10 HUGE Problems Facing The Future Of The MCU
5. The Multiverse Is Pandora's Box
Though the MCU has touched on the Multiverse prior to Phase 4, it's with Spider-Man: No Way Home that the franchise started to go all-in on introducing parallel dimensions and alt-universe iterations of existing characters.
This followed through into the multiverse-faring Doctor Strange in the Multiverse of Madness and Ant-Man and the Wasp: Quantumania's many iterations of Kang, leading up to the ultimate multiversal event that will be Avengers: Secret Wars.
As fun and exciting as the Multiverse can be to offer up near-limitless story potential, it's also something of a Pandora's Box situation because, when you can do literally anything, and characters can be resurrected with different-but-very-similar variants, why should we care what happens to anyone?
No Way Home proved what a spectacular vehicle the multiverse can be for fan service, but the recent Doctor Strange sequel offered up a disappointingly unadventurous look at an alt-Earth, and one suspects that by the time the Multiverse Saga comes to an end, audiences might be feeling a little sick of the anything goes storytelling.

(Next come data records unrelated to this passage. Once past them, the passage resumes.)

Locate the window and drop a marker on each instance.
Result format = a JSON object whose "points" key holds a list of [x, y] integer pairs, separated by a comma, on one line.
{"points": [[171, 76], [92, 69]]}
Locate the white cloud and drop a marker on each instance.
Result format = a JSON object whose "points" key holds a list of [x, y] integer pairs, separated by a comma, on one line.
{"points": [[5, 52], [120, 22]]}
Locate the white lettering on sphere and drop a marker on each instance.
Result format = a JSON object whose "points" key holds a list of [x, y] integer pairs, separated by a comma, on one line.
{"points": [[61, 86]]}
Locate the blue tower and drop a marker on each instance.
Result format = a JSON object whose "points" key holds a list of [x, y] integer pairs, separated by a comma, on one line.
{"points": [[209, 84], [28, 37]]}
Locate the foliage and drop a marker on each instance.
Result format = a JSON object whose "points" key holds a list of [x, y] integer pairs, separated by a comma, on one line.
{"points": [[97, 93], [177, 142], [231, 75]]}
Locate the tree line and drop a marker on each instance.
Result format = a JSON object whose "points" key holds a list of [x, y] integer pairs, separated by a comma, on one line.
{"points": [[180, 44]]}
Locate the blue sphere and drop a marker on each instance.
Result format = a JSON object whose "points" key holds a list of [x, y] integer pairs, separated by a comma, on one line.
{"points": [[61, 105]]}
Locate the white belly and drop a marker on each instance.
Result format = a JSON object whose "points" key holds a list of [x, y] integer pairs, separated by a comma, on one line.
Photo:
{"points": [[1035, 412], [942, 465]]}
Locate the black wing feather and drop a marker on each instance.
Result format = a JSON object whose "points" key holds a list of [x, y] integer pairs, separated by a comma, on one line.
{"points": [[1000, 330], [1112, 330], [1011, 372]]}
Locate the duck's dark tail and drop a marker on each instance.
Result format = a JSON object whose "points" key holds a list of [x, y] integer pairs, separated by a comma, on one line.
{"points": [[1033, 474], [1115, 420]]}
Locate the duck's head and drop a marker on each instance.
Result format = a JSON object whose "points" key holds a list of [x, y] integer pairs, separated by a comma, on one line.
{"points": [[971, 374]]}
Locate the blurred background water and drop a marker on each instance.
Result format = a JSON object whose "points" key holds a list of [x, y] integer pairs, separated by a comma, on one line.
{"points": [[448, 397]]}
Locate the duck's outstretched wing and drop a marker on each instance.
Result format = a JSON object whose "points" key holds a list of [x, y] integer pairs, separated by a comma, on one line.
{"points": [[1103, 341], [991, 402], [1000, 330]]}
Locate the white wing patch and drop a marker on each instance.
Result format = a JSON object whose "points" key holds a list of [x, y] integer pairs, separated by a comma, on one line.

Limitations can be a good thing, and tangible dramatic stakes certainly are, both of which can be so easily undermined by having basically unlimited access to a huge number of parallel universes.
And given the relatively shaky standing the MCU is on right now, it's tough to believe that Kevin Feige will take the restrained approach over hurling every last fan-serving fantasy on the screen without much narrative substance to accompany it.